Dismissal with prejudice for lack of standing is judgment on merits for Patent Act fee shifting

By Cheryl Beise, J.D.

The federal district court in Dallas did not err in concluding that Microsoft and AT&T were the prevailing parties in a patent infringement suit that was dismissed with prejudice for lack of standing, the U.S. Court of Appeals for the Federal Circuit has held. The district court’s dismissal with prejudice of the plaintiff’s case for an incurable standing defect was "tantamount to a judgment on the merits." Moreover, the Supreme Court in CRST Van Expedited, Inc. v. EEOC clarified that a favorable judgment on the merits is not necessary for a defendant to be deemed a prevailing party for purposes of statutory fee-shifting. The Federal Circuit incorporated CRST’s rationale in its jurisprudence, abrogating conflicting prior precedent (Raniere v. Microsoft Corp., April 18, 2018, O'Malley, K.).

Keith Raniere claimed to own five patents—U.S. Patent Nos. 6,373,936, 6,819,752, 7,215,752 ("the ’5752 patent"), 7,391,856, and 7,844,041 ("the ’041 patent"). In 1995, Raniere, along with the other inventors named on the patents, assigned all rights in the patents to Global Technologies, Inc. ("GTI"). GTI was administratively dissolved in May 1996. In 2014, though not an officer, director, or shareholder of GTI, Raniere signed a document on behalf of it as the "sole owner" of GTI purporting to transfer the patents to himself. Raniere sued AT&T for infringement of all five patents and Microsoft for infringement of two patents.

In 2015, Microsoft moved to dismiss Raniere’s suit for lack of standing, noting that the PTO’s records indicated that Raniere did not own the patents at issue. The court ordered Raniere to produce documentation proving his claim of ownership. The district court found that the documents produced by Raniere failed to show that he had an ownership interest in GTI at any time or that Raniere had the right to assign the patents at issue from GTI to himself. The court permitted Appellees to conduct limited discovery into the standing issue and stayed the cases pending its resolution. After giving Raniere two additional opportunities to prove that he owned the patents-in-suit, the court concluded that Raniere was unlikely to be able to cure the standing defect and dismissed the case with prejudice. The court also found that Raniere’s conduct demonstrated "a clear history of delay and contumacious conduct." In 2017, the Federal Circuit summarily dismissed Raniere’s appeal of the court’s dismissal for lack of standing.

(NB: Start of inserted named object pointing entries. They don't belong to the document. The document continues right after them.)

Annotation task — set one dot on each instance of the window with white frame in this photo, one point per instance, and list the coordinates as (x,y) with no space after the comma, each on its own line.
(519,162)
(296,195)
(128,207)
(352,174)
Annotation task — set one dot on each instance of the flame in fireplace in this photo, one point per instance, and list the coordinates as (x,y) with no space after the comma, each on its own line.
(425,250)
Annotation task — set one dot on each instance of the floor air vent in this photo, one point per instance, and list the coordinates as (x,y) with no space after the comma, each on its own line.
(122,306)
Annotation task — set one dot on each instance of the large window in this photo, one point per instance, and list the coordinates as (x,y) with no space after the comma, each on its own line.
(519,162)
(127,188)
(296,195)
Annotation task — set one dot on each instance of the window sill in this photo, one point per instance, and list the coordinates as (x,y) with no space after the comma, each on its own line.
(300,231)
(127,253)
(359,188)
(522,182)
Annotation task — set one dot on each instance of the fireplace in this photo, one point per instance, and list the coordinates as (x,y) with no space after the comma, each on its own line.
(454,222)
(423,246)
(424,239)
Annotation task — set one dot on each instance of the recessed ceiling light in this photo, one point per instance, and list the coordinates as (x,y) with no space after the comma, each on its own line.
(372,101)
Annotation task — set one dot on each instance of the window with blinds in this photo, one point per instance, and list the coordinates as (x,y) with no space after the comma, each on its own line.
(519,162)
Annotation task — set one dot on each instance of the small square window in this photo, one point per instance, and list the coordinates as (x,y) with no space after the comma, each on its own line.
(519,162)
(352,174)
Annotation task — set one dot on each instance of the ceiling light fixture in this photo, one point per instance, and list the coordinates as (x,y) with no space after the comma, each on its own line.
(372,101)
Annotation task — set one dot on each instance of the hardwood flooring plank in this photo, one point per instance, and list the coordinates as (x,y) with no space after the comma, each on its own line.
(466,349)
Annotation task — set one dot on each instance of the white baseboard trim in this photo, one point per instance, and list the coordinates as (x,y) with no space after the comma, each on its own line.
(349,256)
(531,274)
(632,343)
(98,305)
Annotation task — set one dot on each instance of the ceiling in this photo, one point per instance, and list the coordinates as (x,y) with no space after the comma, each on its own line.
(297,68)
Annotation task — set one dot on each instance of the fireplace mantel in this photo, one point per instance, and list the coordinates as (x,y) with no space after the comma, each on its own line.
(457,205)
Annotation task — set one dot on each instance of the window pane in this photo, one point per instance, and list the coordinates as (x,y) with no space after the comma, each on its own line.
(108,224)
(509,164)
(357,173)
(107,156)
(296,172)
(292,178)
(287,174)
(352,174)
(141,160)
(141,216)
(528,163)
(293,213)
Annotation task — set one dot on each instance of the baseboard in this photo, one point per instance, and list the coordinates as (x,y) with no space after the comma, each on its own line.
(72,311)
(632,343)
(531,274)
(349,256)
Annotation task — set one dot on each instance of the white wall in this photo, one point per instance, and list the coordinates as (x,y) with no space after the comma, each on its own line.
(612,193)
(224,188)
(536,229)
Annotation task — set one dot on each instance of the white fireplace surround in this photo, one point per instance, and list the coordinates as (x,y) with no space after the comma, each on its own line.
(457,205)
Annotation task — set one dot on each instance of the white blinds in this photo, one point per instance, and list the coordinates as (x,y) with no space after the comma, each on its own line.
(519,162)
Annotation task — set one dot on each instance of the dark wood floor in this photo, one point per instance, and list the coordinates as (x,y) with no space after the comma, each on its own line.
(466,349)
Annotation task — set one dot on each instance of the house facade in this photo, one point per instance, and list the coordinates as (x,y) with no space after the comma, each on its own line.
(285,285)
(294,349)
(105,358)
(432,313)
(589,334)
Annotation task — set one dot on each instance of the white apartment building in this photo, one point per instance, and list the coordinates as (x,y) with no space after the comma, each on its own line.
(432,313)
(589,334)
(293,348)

The Appellees moved for an award of attorney fees and costs under 35 U.S.C. § 285. The district court ruled that the Appellees were the prevailing parties for the purposes of the Patent Act’s fee shifting provision and that the case was exceptional as standing out from other cases "with respect to the unreasonable manner in which it was litigated." The court awarded attorney fees and to the defendants under § 285, and alternatively, as a sanction pursuant to the court’s inherent authority. The district court awarded $300,295 to AT&T and $143,719 to Microsoft in attorney fees and costs. Raniere appealed the fee award.

Prevailing parties. Raniere first challenged the district court’s finding that Appellees are prevailing parties under § 285. Raniere argued that a dismissal with prejudice for lack of standing is a jurisdictional ruling, not an adjudication on the merits, thus precluding a finding that the defendant is a "prevailing party."

The Federal Circuit disagreed. The Supreme Court recently clarified that a favorable judgment on the merits is not necessary for a defendant to be deemed a prevailing party for purposes of statutory fee-shifting. In CRST Van Expedited, Inc. v. EEOC, 136 S. Ct. 1642, 1651 (2016), the Court explained that "[t]he defendant may prevail even if the court’s final judgment rejects the plaintiff’s claim for a nonmerits reason." Although CRST considered the fee-shifting provision of Title VII, the Court explained there that "Congress has included the term ‘prevailing party’ in various fee-shifting statutes, and it has been the Court’s approach to interpret the term in a consistent manner." Id. at 1646.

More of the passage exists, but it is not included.